What are the talents you look for in assembling an ‘A Team’ for the Templeton Emerging Markets Group?
Engendering a great Templeton Emerging Markets team with diverse talents and backgrounds is my greatest personal achievements. The way I see it, this success is a team effort and, to play on my team, I look for curiosity and the desire to learn, determination, gentility and humility. The late Sir John Templeton, someone I deeply admire, had all these qualities.

What do you do to stay on top of your game?
Exercise, eat well, study, travel and observe. These are fuels for not only my body but also my mind so I can remain sharp and fit to travel. I try to make sure that each hotel I stay in has a health club or is near one. When I get up in the morning, I do aerobics on a bicycle or trainer. In the evening, I try to do weight training. Usually a half hour in the morning and an hour in the evening are best. I can fit it in with no problem and it is a great way to relax.

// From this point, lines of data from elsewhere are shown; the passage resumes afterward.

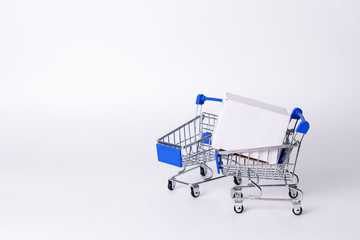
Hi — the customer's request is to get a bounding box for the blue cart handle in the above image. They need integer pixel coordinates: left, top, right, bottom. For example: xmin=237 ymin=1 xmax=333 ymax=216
xmin=291 ymin=108 xmax=310 ymax=134
xmin=196 ymin=94 xmax=222 ymax=105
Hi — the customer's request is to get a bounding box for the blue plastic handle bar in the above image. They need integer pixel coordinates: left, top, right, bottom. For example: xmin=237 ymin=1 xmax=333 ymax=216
xmin=196 ymin=94 xmax=222 ymax=105
xmin=291 ymin=108 xmax=310 ymax=134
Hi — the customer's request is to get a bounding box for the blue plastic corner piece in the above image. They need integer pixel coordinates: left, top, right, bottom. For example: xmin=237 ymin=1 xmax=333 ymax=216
xmin=201 ymin=132 xmax=212 ymax=145
xmin=196 ymin=94 xmax=205 ymax=105
xmin=291 ymin=108 xmax=302 ymax=120
xmin=296 ymin=121 xmax=310 ymax=134
xmin=156 ymin=143 xmax=182 ymax=167
xmin=215 ymin=151 xmax=220 ymax=174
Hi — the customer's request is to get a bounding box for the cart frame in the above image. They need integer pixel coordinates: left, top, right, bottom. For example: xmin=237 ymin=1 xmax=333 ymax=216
xmin=216 ymin=108 xmax=310 ymax=215
xmin=157 ymin=94 xmax=225 ymax=198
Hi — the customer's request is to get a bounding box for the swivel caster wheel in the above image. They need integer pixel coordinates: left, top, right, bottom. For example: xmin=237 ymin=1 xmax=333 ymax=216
xmin=200 ymin=167 xmax=207 ymax=177
xmin=234 ymin=177 xmax=241 ymax=185
xmin=234 ymin=205 xmax=244 ymax=213
xmin=293 ymin=207 xmax=302 ymax=216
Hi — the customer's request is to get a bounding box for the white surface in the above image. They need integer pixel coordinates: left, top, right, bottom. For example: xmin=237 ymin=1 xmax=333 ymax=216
xmin=212 ymin=93 xmax=290 ymax=164
xmin=0 ymin=0 xmax=360 ymax=240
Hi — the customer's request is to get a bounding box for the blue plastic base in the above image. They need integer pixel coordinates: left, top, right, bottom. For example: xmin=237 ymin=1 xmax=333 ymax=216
xmin=156 ymin=143 xmax=182 ymax=167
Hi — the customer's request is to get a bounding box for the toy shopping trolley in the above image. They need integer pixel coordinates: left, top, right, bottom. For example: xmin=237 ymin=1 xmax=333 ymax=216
xmin=216 ymin=108 xmax=310 ymax=215
xmin=156 ymin=94 xmax=224 ymax=198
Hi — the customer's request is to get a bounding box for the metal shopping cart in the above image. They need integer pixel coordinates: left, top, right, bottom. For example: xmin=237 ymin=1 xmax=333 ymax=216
xmin=216 ymin=108 xmax=310 ymax=215
xmin=156 ymin=94 xmax=224 ymax=198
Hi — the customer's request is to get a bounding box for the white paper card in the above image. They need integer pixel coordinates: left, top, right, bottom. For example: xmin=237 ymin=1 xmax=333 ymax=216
xmin=212 ymin=93 xmax=290 ymax=163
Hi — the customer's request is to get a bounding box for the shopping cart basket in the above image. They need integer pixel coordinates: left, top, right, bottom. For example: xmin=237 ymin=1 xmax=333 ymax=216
xmin=216 ymin=108 xmax=310 ymax=215
xmin=156 ymin=94 xmax=224 ymax=198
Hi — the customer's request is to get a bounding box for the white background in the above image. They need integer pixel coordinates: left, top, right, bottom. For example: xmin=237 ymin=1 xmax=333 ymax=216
xmin=0 ymin=0 xmax=360 ymax=240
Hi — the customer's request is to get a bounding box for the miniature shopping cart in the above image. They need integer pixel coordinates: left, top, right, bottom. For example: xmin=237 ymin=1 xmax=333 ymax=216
xmin=156 ymin=94 xmax=224 ymax=198
xmin=216 ymin=108 xmax=310 ymax=215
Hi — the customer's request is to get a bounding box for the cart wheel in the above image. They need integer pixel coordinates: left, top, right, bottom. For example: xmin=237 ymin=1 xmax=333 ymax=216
xmin=234 ymin=205 xmax=244 ymax=213
xmin=200 ymin=167 xmax=207 ymax=177
xmin=234 ymin=177 xmax=241 ymax=185
xmin=190 ymin=187 xmax=200 ymax=198
xmin=289 ymin=190 xmax=299 ymax=198
xmin=293 ymin=207 xmax=302 ymax=216
xmin=168 ymin=180 xmax=175 ymax=191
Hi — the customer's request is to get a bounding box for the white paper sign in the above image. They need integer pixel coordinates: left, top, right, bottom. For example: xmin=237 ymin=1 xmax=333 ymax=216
xmin=212 ymin=93 xmax=290 ymax=163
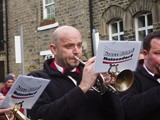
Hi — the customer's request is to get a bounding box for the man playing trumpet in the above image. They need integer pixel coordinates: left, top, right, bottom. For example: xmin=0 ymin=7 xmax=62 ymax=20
xmin=28 ymin=26 xmax=123 ymax=120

Which movie, in your opinion, best serves as an important lesson for a CEO?
All the movies I have seen contribute something to my knowledge and experience, which I can relate to my work. Very often, at the end of a movie, while the credits are being shown, most of the audience quickly files out but I stay in my seat to read all the credits because you learn something, like the movie was financed by some Hungarian film fund or was a joint venture with a Chinese film studio. The hundreds of names of technicians who contributed to the film’s production are also interesting. So, if you see a lot of Indian names, you realise that, perhaps, the film’s special effects were done in India. I am a classic film fan and one that I watched recently again was Laura, where the daydreams and intuitions of a detective help solve a murder case, an example of how lateral thinking and the subconscious can solve problems.

What keeps you awake at night?
Being in the investment industry means being prepared for a world that is full of unexpected events, which no one can predict. I try not to let that keep me awake at night, where possible. To do that, I have a great team that actively manage our clients’ investment portfolios, and stay ahead and abreast of events that are happening in their local markets.

To ensure safety, we tend to be diversified so that, in the event of a particular negative event in one class of investments, country, sector or company, we protect the portfolios by being diversified. Thinking long-term is also another key factor as thorough research enables us to see the merit in a particular stock, especially during market volatility, and go in when value emerges. Focusing on these fundamentals give us the clarity of mind and conviction to weather downturns, short-term market noise and hold for potential recovery. That said, being contrarian or value-driven does not mean we will necessarily buy anything we can get our hands on during a market downturn. When buying stocks during a bust period, it is important that we do not buy corpses, which have fallen in price but have unhealthy fundamentals, but, rather, find patients with good recovery prospects that appear undervalued.